If you're looking for new stock ideas to put on your watch list, a great strategy is to take a look at what hedge fund managers are buying and selling. Of course, not every hedge fund does well, and success can swing wildly year to year, but there is value in being able to see the number of funds buying or selling a stock, as well as which stocks are at the top of funds' holdings.
With that said, it's pretty clear that hedge fund managers are starting to like CarMax, Inc. (NYSE: KMX) more and more.
Unleash the bulls!
Hedge funds have definitely jumped on the CarMax bandwagon recently: Insider Monkey's database shows 34 hedge funds owning CarMax shares at the end of the third quarter, up from only 21 hedge funds at the end of the prior quarter.
Markel Gayner Asset Management even has CarMax as its largest position at 6.75% of the entire portfolio. Akre Capital Management also has a large 5% stake in the company, and the auto retailer was one of only two stock picks in the fund's top 10 to not have a declining position after the most recent quarter. It's apparent more managers are jumping into CarMax, and many have significant positions, which is certainly a bullish theme.

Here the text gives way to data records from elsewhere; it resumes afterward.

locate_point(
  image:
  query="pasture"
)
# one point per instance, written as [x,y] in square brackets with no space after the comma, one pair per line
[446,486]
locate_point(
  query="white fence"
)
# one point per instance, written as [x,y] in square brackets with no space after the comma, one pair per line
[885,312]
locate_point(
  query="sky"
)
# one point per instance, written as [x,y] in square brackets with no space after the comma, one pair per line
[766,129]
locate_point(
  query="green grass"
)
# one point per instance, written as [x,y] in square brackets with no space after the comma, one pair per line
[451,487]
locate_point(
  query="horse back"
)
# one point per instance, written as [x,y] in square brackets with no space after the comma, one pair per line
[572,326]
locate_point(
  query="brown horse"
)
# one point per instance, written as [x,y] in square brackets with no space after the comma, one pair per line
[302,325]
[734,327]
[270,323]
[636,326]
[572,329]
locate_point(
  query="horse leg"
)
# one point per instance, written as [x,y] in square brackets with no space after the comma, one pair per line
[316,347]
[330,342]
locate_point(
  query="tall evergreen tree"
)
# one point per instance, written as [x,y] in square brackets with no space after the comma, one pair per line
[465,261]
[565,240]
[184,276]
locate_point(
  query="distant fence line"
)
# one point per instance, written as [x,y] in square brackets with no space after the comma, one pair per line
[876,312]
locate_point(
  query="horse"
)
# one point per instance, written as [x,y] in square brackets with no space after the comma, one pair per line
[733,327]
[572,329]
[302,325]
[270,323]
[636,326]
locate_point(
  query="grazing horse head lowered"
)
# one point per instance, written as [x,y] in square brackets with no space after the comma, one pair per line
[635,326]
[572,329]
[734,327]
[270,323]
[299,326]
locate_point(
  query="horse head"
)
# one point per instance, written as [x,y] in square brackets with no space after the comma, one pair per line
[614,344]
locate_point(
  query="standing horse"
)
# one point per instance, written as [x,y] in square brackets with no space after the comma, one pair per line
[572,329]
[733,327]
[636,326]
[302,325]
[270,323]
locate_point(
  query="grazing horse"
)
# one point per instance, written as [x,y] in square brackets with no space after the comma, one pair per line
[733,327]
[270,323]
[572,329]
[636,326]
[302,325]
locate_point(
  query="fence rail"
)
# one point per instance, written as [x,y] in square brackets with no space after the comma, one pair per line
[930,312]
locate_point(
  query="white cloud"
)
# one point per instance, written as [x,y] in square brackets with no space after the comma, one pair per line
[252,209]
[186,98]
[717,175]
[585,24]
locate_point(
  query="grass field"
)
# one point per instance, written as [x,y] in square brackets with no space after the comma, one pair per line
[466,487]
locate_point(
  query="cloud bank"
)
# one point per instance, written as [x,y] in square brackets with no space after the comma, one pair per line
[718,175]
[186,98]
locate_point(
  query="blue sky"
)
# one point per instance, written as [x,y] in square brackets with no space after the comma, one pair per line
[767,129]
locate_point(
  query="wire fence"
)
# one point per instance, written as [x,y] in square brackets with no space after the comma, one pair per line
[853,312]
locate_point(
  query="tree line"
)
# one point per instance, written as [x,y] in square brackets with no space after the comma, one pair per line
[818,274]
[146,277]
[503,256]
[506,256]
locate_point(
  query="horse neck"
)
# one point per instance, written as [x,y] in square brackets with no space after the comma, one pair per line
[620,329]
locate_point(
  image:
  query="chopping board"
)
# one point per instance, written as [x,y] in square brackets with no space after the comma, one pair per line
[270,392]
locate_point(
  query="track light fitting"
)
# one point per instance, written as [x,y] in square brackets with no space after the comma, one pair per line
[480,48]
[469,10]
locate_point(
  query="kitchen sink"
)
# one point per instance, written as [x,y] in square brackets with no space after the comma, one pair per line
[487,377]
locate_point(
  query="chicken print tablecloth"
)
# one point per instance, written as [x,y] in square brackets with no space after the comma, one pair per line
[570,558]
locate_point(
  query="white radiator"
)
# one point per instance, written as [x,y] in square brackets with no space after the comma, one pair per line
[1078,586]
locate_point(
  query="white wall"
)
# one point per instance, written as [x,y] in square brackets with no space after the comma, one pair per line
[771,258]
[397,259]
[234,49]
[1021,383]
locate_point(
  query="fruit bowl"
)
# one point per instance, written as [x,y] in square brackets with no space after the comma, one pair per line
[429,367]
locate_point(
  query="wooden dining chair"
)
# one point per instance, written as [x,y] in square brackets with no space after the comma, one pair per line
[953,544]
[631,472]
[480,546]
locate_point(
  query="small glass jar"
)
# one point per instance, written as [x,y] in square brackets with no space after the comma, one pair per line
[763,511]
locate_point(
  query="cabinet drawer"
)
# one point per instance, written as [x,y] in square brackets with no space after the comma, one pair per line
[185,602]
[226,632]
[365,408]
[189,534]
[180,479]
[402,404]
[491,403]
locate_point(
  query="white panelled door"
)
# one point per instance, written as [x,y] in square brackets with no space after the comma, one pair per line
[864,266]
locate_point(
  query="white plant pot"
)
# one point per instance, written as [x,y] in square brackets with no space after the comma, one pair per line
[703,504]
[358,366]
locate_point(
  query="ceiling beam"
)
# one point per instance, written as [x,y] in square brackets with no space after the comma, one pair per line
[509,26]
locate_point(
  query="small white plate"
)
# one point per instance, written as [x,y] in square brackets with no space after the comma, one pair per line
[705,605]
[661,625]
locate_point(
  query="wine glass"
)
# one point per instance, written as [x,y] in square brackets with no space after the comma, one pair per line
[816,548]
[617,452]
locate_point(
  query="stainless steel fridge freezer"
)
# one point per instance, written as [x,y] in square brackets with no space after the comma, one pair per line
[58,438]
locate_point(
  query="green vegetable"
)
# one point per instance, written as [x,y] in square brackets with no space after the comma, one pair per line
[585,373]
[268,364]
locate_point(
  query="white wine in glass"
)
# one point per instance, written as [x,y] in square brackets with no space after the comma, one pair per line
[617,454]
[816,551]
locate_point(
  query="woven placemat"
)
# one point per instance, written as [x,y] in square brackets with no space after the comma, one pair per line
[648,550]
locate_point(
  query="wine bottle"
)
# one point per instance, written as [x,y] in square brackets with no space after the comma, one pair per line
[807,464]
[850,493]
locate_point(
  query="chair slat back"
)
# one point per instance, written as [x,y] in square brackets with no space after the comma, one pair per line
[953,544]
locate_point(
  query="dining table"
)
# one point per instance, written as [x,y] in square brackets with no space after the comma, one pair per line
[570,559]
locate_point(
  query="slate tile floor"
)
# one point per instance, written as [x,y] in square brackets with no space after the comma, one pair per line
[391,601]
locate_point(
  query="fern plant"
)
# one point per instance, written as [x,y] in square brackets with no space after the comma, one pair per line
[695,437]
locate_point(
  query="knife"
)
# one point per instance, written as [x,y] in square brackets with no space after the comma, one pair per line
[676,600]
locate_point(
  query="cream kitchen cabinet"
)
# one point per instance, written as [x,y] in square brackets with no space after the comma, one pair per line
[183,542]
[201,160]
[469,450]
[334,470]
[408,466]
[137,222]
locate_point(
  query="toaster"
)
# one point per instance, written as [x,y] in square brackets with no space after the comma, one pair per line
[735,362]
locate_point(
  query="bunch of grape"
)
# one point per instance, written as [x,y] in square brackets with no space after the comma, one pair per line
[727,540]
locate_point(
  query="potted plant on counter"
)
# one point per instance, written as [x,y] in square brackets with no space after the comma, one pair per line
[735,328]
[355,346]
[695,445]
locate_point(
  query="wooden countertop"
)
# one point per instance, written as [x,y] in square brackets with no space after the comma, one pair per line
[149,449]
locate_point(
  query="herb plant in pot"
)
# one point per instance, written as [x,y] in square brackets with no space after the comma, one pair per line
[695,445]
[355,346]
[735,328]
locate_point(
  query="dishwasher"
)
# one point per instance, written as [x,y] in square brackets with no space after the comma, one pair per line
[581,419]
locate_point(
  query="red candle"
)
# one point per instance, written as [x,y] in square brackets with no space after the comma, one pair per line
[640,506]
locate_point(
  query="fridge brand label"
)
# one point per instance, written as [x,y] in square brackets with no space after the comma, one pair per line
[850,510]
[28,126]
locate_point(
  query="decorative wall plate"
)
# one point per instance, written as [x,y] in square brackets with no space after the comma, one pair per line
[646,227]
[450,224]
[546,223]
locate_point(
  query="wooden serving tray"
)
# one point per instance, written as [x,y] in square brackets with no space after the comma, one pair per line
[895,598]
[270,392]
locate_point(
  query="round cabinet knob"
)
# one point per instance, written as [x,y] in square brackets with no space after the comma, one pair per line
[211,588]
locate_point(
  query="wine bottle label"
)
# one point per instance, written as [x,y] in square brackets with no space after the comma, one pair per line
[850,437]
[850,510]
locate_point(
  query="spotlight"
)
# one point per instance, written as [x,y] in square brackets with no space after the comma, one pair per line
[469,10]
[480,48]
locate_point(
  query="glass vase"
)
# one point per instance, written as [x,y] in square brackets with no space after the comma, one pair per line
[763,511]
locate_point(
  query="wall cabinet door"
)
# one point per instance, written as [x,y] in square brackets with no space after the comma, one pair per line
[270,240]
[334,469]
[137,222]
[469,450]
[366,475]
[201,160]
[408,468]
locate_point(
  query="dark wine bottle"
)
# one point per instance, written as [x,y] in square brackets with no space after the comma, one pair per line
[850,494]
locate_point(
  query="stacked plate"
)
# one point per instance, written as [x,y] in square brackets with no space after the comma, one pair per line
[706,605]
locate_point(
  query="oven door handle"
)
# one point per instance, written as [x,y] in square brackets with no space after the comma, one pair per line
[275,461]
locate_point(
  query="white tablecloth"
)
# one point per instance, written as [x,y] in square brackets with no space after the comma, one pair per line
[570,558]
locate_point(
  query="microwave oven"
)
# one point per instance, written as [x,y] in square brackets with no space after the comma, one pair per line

Are they right about CarMax?
There is certainly reason to be bullish on the company's growth story as the business continues to open its doors in new markets. CarMax increased its store base by 10% during fiscal year 2016, and at the end of September there were 165 used car CarMax stores in 83 markets in 38 states. But that footprint reaches only 65% of the U.S. population, which suggests there's definitely room to add stores in the foreseeable future. The company's financial story has been impressive as well.
Through fiscal year 2016, CarMax's 10-year compound annual growth rate (CAGR) for revenue was 9.2%, and its earnings per share CAGR checked in at an impressive 17.4%, thanks to the decline in outstanding shares shown in the graph above.
One thing that many investors overlook is the power of CarMax's pricing knowledge. The company has retailed roughly 6 million vehicles and appraised nearly 24 million -- its sales data goes back to 1993, and that's information competition can't match. Also, the automotive retail industry is extremely fragmented, and CarMax can leverage its size and scale to drive profitability or become more competitive with prices to increase sales.
What's the catch?
One risk that investors would be taking with CarMax is simple: Despite the growth story, it operates in a cyclical industry and isn't immune to economic downturns. Couple that with the fact that a wave of vehicles coming off-lease within a couple of years could drive used car prices lower and pinch margins. It's also possible that as new-vehicle sales plateau in the U.S., retailers might expand their business into the used-car market in an attempt to stoke financial growth. That would create more competition -- there are a handful of dealership groups, such as AutoNation (AN 0.77%), that could rival CarMax's scale.
Ultimately, with the risks noted above, CarMax isn't foolproof, but billionaire hedge funds are buying into the growth story, and the stock has earned a spot on investors' watch lists, at the least.